Assistant Professor, Edmund A. Walsh School of Foreign Service
Megan Lickley’s research examines the drivers and impacts of climate change. She uses tools from data science that bridge climate science, math and policy in order to assess a range of outcomes and their likelihood of occurring. This involves combining various Earth system models with in situ measurements and population data in a rigorous statistical framework. I apply these methods to core climate issues including water resources, the duration of rapid climate change, and sea level change.
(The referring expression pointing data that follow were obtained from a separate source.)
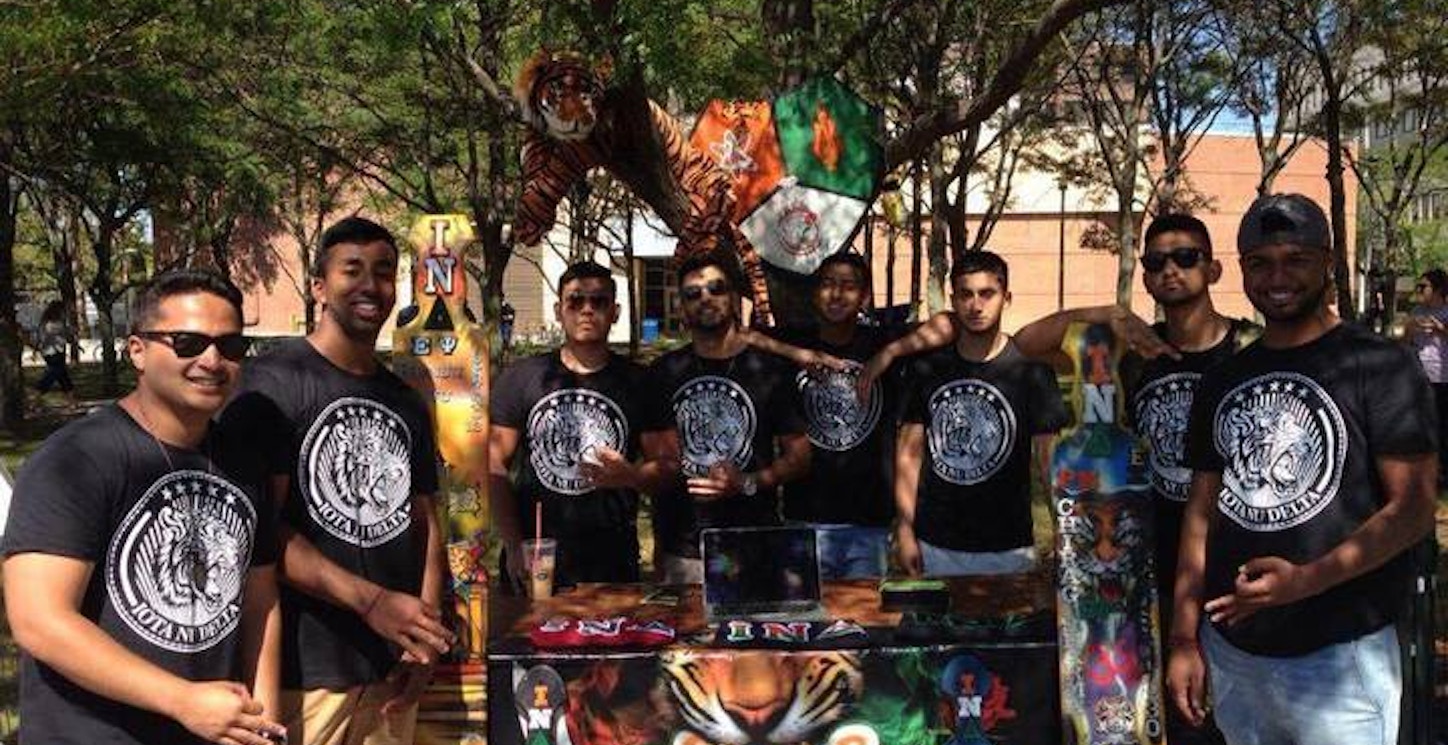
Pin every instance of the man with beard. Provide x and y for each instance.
(733, 407)
(973, 414)
(139, 551)
(1160, 375)
(355, 467)
(594, 434)
(1314, 466)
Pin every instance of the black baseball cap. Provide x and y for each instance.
(1283, 219)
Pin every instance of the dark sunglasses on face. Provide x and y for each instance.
(1185, 256)
(191, 345)
(575, 301)
(716, 287)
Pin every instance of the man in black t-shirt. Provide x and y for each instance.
(1312, 454)
(733, 407)
(591, 431)
(846, 494)
(139, 573)
(973, 413)
(355, 466)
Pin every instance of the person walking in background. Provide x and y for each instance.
(52, 340)
(1428, 334)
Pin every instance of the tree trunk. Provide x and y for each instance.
(939, 256)
(103, 294)
(12, 384)
(915, 235)
(1127, 235)
(1338, 198)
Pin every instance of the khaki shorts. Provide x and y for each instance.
(351, 716)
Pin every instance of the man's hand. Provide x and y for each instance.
(724, 479)
(409, 622)
(1186, 680)
(872, 371)
(1138, 336)
(409, 680)
(608, 469)
(1261, 583)
(220, 711)
(814, 360)
(907, 547)
(517, 575)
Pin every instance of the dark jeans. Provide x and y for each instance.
(1441, 399)
(57, 375)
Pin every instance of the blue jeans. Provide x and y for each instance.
(850, 551)
(1341, 695)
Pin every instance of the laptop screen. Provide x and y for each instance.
(759, 569)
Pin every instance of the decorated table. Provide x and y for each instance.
(597, 664)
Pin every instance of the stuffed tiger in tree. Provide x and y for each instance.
(572, 130)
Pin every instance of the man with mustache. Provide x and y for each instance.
(1295, 537)
(733, 407)
(141, 548)
(592, 433)
(362, 563)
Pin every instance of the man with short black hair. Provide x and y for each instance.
(355, 466)
(973, 415)
(141, 547)
(846, 494)
(594, 434)
(1312, 454)
(734, 407)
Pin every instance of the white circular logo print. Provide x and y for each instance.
(972, 431)
(356, 472)
(177, 564)
(836, 417)
(717, 421)
(1163, 410)
(568, 426)
(1283, 441)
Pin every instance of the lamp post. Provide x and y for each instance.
(1060, 252)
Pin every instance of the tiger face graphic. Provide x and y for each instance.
(756, 696)
(561, 94)
(355, 472)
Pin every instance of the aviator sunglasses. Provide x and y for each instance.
(575, 301)
(714, 287)
(1185, 256)
(191, 345)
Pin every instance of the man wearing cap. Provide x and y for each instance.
(1312, 454)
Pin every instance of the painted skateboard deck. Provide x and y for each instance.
(445, 355)
(1106, 596)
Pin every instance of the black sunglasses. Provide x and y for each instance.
(191, 345)
(1185, 256)
(716, 287)
(575, 301)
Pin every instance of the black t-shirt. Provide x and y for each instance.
(1295, 434)
(724, 410)
(852, 441)
(1160, 392)
(171, 538)
(975, 482)
(356, 450)
(561, 417)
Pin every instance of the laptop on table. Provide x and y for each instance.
(760, 575)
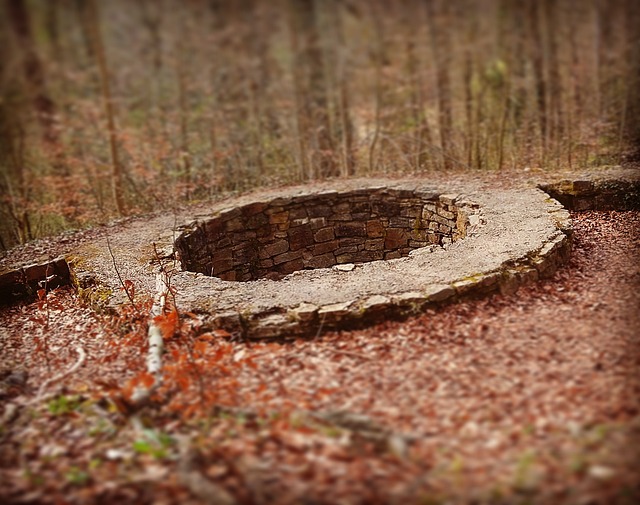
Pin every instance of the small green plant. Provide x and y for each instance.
(154, 444)
(77, 477)
(63, 405)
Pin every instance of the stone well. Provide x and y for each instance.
(271, 239)
(349, 253)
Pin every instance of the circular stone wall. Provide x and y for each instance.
(406, 245)
(276, 238)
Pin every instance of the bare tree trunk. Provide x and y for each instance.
(422, 133)
(117, 174)
(184, 156)
(378, 57)
(537, 59)
(34, 74)
(342, 79)
(310, 62)
(438, 20)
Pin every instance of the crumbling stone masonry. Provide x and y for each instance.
(275, 238)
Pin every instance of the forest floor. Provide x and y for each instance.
(527, 398)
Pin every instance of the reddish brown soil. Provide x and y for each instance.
(529, 398)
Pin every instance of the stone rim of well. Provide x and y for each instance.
(517, 237)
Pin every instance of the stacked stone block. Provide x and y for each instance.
(275, 238)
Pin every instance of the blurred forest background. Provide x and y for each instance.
(110, 108)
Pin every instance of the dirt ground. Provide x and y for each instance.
(529, 398)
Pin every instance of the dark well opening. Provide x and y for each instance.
(275, 238)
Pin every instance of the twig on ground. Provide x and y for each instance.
(82, 355)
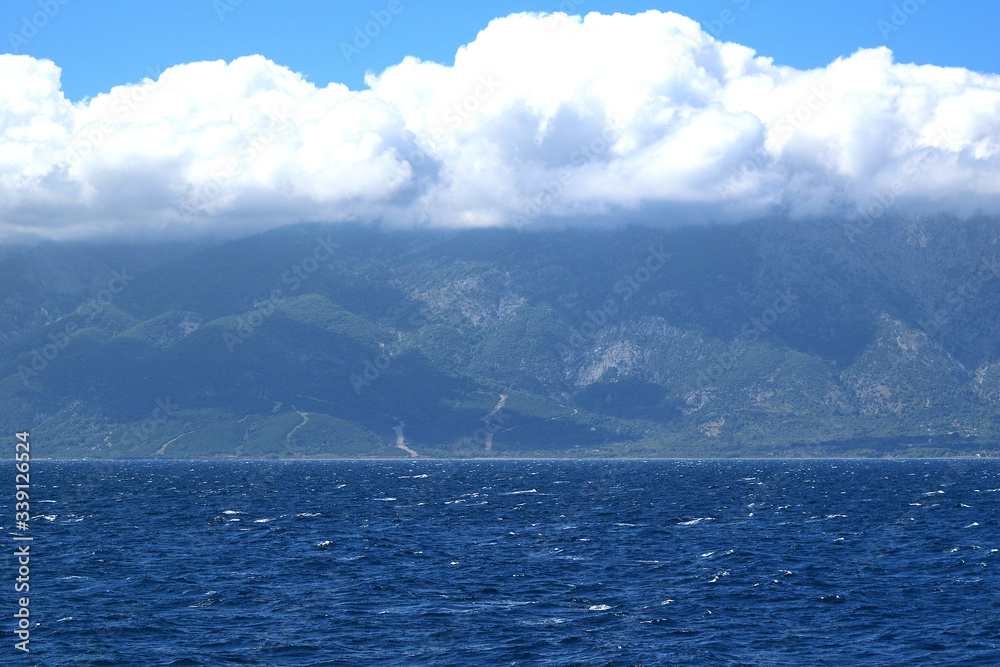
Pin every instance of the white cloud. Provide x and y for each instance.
(542, 118)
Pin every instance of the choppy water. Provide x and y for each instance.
(514, 562)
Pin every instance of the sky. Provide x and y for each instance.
(190, 115)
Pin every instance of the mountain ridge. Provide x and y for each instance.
(774, 338)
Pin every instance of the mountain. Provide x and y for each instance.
(772, 338)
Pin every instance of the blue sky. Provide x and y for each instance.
(102, 43)
(237, 115)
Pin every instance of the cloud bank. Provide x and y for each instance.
(543, 119)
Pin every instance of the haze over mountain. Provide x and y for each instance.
(763, 338)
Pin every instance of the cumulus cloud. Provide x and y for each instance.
(542, 119)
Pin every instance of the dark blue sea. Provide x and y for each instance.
(511, 563)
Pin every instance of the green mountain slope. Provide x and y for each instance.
(772, 338)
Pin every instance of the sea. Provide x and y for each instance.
(509, 562)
Her recent work has focused on evaluating global compliance with the Montreal Protocol, which regulates the production of ozone depleting substances and their replacement chemicals, many of which are potent greenhouse gases. Before starting her PhD she spent time in the Democratic Republic of Congo teaching math courses at the Catholic University of Bukavu. She’s consulted for the World Bank in Uganda, contributing to a climate change impacts report and strategy plan. She is a co-author to the ongoing International Ozone Assessment.